"Eu tento me atualizar", define a cineasta Julia De Simone, ao falar das infinitas possibilidades de instrumentos como Skype, Facebook e outros que dão acesso às relações virtuais. Se crê na falta de um distanciamento histórico, que quantifique ou qualifique os efeitos da democratização da difusão de informações e virais ("A gente tá engatinhando nisso", diz), aos 29 anos, a publicitária que jamais exerceu a profissão valeu-se das ferramentas virtuais para construir o filme Romance de formação, em cartaz na cidade. Selecionados entre mais de 70 estudantes listados por entidades como Fundação Estudar, Capes e CNPQ, quatro jovens, filmados por mais de 90 horas, deram corpo ao longa-metragem de estreia de Julia De Simone.
O "potencial narrativo" do cotidiano dos estudantes ; que chegaram a comandar pequenos autorregistros ; foi explorado por Julia De Simone, que se policiou para não incorrer na abordagem institucional. "Procurei mostrar o encontro dos jovens com algumas instituições. Não diria que eles ; isolados na solitária busca do aprendizado ; esqueceram a câmera, mas jogam ao lado da equipe do filme, como se gerassem personagens", explica Simone.
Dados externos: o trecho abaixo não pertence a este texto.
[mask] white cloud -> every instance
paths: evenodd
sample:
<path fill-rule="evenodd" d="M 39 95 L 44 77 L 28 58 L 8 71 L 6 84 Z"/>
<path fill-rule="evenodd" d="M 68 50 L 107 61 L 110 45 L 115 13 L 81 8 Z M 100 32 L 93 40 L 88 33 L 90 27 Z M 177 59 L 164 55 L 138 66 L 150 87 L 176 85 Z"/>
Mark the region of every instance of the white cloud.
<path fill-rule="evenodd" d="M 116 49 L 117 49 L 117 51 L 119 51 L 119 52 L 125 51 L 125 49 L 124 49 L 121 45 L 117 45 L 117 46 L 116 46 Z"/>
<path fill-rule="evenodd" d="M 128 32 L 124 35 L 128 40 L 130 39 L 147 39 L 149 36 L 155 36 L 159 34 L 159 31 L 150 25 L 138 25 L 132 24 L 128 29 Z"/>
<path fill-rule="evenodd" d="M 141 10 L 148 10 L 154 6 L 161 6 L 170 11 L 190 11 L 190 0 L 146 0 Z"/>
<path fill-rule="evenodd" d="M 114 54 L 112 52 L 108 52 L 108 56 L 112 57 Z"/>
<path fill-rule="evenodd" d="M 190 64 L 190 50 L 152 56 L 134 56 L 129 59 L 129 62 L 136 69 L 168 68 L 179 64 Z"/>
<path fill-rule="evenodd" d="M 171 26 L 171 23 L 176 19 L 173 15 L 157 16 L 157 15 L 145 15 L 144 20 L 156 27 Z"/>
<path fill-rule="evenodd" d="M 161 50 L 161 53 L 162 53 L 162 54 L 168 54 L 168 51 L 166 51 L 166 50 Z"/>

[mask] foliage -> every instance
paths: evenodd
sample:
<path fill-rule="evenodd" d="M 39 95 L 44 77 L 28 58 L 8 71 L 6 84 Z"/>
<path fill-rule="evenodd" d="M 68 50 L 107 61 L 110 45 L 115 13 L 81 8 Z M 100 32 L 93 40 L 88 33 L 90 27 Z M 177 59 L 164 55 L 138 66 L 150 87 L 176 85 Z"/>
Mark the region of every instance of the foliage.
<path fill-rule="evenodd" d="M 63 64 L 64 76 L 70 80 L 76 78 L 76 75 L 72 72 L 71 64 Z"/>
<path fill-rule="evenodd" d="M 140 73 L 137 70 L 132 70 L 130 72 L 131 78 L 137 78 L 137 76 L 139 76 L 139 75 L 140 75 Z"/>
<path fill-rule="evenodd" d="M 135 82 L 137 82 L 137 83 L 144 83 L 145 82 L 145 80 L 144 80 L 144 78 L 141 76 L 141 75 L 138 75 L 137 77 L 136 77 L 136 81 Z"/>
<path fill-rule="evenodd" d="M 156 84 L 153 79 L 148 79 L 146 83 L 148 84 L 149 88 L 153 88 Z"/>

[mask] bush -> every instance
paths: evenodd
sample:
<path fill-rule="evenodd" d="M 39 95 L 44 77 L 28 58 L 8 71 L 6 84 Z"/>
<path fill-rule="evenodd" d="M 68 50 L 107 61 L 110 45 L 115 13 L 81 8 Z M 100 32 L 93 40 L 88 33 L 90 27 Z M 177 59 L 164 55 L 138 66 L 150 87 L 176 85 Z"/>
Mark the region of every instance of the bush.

A todo momento atenta para que a produção não se tornasse "dura e desinteressante", a diretora teve como referências (e não como um padrão) fitas originais como Entre os muros da escola (de Laurent Cantet, Palma de Ouro no Festival de Cannes) e Ser e ter (2002), um documentário francês que foi fenômeno de bilheteria em 2002.
"Eduardo Coutinho (Cabra marcado para morrer e Jogo de cena) ainda é a maior referência, mas em termos formais e temáticas, percebo uma distância", observa. "Olhar de interesse" e "vontade de descobertas" nortearam a obra da realizadora, que pelo recurso do cinema direto, mesclado com a veia de observação (construída por planos fixos), admite a proximidade com a escola holandesa que formou a brasiliense Maria Augusta Ramos (de Justiça e Juízo). Com forte identificação junto ao público universitário, Romance de formação fez sucesso nas sessões seguidas de debate.
"De certa forma, a fita ocupa um espaço vazio, reservado a temas de educação no cinema, como foi o caso do Pro dia nascer feliz (João Jardim)", comenta a diretora. Depois de um ano e meio de pós-graduação na Espanha, onde rodou o curta Encanto (2007) ; sobre senhores que criam pássaros para disputas de canto ;, ela centrou o foco no "perfil determinado de estudantes com objetivo de vida e ponto de chegada definidos".
A realização dessa busca foi antecedida por outros dois curtas: Estudo para o vento e Sinfonia. O primeiro foi bastante experimental, enquanto o outro cumpriu edital do Rumos Itaú Cultural, em torno de filmes sobre ruídos. Nele, despontam notas dissonantes e junção de restos e sons descartados, desde a fabricação de violinos, por luthier, até o momento em que são tocados por alunos de diferentes níveis.
Em Romance de formação, o centro de interesse é dado por brasileiros que galgaram bolsas integrais em estabelecimentos que vão da californiana Stanford ao conservatório alemão de Karlshure passando pela disputada Harvard e o Instituto Militar de Engenharia. "No documentário, driblei o risco de tropeçar em algo do tipo ;gente que faz;, indo pra linha chapa-branca", diz.
Despreocupada em discutir questões sociais, a cineasta não adotou discurso paternalista (enamorado de pobreza e de relações de fracasso) tão convergente, quando se trata de documentário. Pelo vetor do desenvolvimento, ela chegou à conclusão de que "a vida acaba ensinando mais". O aprendizado de Julia De Simone se dá numa casa em que os canais de televisão inexistem ("a tevê é só para DVD") e o poder de escolha opera: "Quis me jogar no mundo e me descobrir. Cada um se nutre do que quer".